The image classification endpoint accepts either a path to a file or a file stream.
result = client.classify(image: "/path/to/cat.jpg")
p result.result # => {"result":[{"label":"TABBY","score":0.6159140467643738},{"label":"TIGER CAT","score":0.12016300112009048},{"label":"EGYPTIAN CAT","score":0.07523812353610992},{"label":"DOORMAT","score":0.018854796886444092},{"label":"ASHCAN","score":0.01314085815101862}],"success":true,"errors":[],"messages":[]}
result = client.classify(image: File.open("/path/to/cat.jpg"))
p result.result # => {"result":[{"label":"TABBY","score":0.6159140467643738},{"label":"TIGER CAT","score":0.12016300112009048},{"label":"EGYPTIAN CAT","score":0.07523812353610992},{"label":"DOORMAT","score":0.018854796886444092},{"label":"ASHCAN","score":0.01314085815101862}],"success":true,"errors":[],"messages":[]}
All invocations of the classify
method returns a Cloudflare::AI::Results::TextClassification
.
result = client.draw(prompt: "robot with blue eyes")
p result.result # => File:0x0000000110deed68 (png tempfile)
All invocations of the draw
method returns a Cloudflare::AI::Results::TextToImage
.
result = client.translate(text: "Hello Jello", source_lang: "en", target_lang: "fr")
p result.translated_text # => Hola Jello
All invocations of the translate
method returns a Cloudflare::AI::Results::Translate
.
You can pass either a URL (source_url:) or a file (audio:) to the transcribe
method.
result = client.transcribe(source_url: "http://example.org/path/to/audio.wav")
p result.text # => "Hello Jello."
p result.word_count # => 2
p result.to_json # => {"result":{"text":"Hello Jello.","word_count":2,"words":[{"word":"Hello","start":0,"end":1.340000033378601},{"word":"Jello.","start":1.340000033378601,"end":1.340000033378601}},"success":true,"errors":[],"messages":[]}
result = client.transcribe(audio: File.open("/path/to/audio.wav"))
# ...
All invocations of the transcribe
method returns a Cloudflare::AI::Results::Transcribe
.
result = client.summarize(text: "This text should be a lot longer.")
p result.summary # => {"result":{"summary":"Short text"},"success":true,"errors":[],"messages":[]}
All invocations of the summarize
method returns a Cloudflare::AI::Results::Summarization
object.
The object detection endpoint accepts either a path to a file or a file stream.
result = client.detect_objects(image: "/path/to/cat.jpg")
result = client.classify(image: File.open("/path/to/cat.jpg"))
All invocations of the detect_objects
method returns a Cloudflare::AI::Results::ObjectDetection
object.
The captioning endpoint accepts either a path to a file or a file stream.
client.caption(image: "/path/to/cat.jpg").description # => "a cat sitting on a couch"
client.caption(image: File.open("/path/to/cat.jpg")).description # => "a cat sitting on a couch"
All invocations of the caption
method returns a Cloudflare::AI::Results::ImageToText
object.
This gem uses standard logging mechanisms and defaults to :warn
level.

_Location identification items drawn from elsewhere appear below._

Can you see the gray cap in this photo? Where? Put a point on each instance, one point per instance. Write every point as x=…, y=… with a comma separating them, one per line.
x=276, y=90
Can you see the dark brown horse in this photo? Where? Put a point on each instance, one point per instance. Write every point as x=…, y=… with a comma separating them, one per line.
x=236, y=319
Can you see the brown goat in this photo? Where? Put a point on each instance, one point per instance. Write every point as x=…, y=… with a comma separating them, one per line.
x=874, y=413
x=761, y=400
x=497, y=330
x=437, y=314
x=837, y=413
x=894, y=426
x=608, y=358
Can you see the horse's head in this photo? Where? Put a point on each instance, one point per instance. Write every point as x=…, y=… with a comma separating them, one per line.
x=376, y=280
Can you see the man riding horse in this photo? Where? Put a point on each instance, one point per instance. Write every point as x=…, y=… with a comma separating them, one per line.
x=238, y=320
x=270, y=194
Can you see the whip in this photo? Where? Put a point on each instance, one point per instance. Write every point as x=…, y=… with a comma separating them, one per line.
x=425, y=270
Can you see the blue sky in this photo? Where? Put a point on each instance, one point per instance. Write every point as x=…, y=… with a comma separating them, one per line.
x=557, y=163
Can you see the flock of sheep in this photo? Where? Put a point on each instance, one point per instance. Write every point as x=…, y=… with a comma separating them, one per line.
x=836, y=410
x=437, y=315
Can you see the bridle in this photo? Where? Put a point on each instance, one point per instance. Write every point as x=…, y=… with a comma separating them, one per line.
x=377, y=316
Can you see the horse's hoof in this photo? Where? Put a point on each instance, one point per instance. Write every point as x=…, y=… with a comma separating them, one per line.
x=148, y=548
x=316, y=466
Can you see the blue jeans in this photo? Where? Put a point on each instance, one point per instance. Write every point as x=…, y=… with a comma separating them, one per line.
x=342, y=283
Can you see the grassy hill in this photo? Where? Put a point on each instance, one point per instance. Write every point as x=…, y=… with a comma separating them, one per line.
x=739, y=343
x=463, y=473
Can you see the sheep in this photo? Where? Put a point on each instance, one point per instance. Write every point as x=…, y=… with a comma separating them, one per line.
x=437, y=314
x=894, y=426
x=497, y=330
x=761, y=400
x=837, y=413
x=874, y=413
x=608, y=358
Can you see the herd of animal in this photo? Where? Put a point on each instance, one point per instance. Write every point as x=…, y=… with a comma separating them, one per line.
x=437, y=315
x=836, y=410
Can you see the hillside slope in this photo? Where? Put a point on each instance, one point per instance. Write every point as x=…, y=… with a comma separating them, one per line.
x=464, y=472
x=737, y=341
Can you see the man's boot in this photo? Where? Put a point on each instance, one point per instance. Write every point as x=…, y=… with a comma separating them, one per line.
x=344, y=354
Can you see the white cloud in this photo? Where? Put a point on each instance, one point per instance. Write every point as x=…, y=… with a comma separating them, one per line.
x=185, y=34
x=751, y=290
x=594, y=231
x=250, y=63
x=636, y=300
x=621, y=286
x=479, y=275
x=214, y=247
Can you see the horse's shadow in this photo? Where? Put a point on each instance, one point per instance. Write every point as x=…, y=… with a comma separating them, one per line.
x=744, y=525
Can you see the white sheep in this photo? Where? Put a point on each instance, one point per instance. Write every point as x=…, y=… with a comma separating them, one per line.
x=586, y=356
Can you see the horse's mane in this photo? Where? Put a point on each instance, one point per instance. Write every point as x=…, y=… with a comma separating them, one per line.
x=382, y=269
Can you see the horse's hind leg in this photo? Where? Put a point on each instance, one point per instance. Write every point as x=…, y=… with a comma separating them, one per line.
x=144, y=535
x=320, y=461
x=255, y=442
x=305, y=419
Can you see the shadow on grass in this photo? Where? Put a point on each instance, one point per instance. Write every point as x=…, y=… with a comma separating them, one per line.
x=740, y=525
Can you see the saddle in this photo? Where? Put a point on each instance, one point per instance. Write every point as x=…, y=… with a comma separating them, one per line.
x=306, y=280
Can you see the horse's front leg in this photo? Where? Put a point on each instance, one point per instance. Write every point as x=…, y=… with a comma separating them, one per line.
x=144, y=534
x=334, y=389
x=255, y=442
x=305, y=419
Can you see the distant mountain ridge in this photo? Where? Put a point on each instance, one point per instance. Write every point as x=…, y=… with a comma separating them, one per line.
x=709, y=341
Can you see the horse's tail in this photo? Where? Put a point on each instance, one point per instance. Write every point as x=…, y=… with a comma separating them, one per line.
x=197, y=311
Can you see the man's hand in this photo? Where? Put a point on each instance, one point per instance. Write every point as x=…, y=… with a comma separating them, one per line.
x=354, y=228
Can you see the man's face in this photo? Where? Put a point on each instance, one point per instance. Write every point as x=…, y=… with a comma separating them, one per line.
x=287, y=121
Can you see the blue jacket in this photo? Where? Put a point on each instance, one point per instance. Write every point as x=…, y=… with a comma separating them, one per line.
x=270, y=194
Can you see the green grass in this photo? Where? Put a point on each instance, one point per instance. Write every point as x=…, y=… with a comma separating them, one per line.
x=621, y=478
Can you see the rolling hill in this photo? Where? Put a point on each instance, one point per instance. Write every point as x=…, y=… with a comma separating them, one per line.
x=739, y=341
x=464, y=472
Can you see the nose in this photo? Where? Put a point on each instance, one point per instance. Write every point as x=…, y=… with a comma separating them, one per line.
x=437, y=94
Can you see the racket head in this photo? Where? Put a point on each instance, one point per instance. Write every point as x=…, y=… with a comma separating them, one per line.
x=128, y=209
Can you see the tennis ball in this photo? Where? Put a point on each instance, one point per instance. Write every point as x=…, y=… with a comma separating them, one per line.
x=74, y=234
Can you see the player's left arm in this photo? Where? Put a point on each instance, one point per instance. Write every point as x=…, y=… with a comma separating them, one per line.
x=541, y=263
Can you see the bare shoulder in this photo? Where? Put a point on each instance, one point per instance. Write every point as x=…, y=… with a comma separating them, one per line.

Most messages are at info level, but we will add debug or warn statements as needed.
To show all log messages:
Cloudflare::AI.logger.level = :debug
You can use this logger as you would the default ruby logger. For example:
Cloudflare::AI.logger = Logger.new($stdout)
git clone https://github.com/ajaynomics/cloudflare-ai.git
bundle exec rake
to ensure that the tests pass and to run standardrb
Bug reports and pull requests are welcome on GitHub at https://github.com/ajaynomics/cloudflare-ai.
The gem is available as open source under the terms of the MIT License. A special thanks to the team at langchainrb – I learnt a lot reading your codebase as I muddled my way through the initial effort.